The Illinois Supreme Court has repeatedly held that a finding of specific intent to kill is a necessary element of the crime of attempted murder.
A man and his girlfriend got into an argument. During the argument, the boyfriend spilled gasoline on his girlfriend, and the gasoline on her body ignited. The boyfriend smothered the flames with a coat but his girlfriend had already obtained third degree burns over 70% of her body. The couple were the only eyewitnesses to the incident. The trial court convicted the boyfriend of attempted murder and aggravated battery. The case was appealed to the Appellate Court of Illinois on the ground that the jury was not properly instructed on the intent necessary for attempted murder.

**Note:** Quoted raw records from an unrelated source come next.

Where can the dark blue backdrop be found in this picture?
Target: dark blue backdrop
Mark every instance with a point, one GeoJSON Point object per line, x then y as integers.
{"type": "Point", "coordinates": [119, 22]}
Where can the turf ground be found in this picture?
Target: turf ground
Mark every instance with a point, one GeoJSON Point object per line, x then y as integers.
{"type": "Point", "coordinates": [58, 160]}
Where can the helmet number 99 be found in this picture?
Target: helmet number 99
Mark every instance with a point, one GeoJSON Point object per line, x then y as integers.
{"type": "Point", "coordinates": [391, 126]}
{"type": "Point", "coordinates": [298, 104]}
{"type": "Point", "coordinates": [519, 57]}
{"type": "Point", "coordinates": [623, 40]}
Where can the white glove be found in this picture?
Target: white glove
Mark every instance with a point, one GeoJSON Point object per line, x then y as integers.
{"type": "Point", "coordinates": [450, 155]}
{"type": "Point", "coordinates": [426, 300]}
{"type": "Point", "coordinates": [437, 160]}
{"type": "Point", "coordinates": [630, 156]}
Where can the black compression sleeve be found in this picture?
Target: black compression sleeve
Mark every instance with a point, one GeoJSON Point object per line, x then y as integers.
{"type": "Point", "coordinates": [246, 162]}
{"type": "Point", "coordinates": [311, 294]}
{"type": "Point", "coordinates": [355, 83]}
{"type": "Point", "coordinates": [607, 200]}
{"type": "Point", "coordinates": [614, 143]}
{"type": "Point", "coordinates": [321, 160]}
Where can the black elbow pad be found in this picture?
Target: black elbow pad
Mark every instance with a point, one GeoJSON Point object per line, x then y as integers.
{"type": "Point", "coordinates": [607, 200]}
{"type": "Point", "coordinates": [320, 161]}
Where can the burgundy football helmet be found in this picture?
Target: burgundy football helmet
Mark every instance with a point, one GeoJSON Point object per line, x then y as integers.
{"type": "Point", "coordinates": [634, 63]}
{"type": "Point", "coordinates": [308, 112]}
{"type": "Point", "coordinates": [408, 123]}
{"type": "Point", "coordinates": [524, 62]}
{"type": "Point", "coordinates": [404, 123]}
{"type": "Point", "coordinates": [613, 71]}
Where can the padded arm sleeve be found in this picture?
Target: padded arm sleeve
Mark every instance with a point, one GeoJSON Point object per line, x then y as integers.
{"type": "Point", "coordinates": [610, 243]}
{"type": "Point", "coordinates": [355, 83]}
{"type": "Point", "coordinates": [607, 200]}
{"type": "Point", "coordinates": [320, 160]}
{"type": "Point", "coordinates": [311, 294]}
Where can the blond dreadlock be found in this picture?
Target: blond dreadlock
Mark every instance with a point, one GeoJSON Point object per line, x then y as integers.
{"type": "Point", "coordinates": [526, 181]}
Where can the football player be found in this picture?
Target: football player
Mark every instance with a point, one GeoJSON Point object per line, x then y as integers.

Was the jury properly instructed?
The Court held that although defendant failed to object at trial to the jury instruction regarding the intent necessary for attempted murder, the specific intent to kill was an essential element of the crime of attempted murder. Thus, a new trial was required. The alleged error affected defendant's substantial rights, and the court reviewed the issue under the plain error doctrine. The trial court had defined the crime of murder, including all four culpable mental states. The court held that the jury was misinstructed. The trial court was required, when it instructed the jury on the crime of attempted murder, to make it clear that specific intent to kill was the pivotal element of that offense, and that intent to do bodily harm or knowledge that the consequences of defendant's act could result in death or great bodily harm was not enough. Defendant was prejudiced by the inclusion of the alternative states of mind in the definitional murder instruction, which was fundamental error.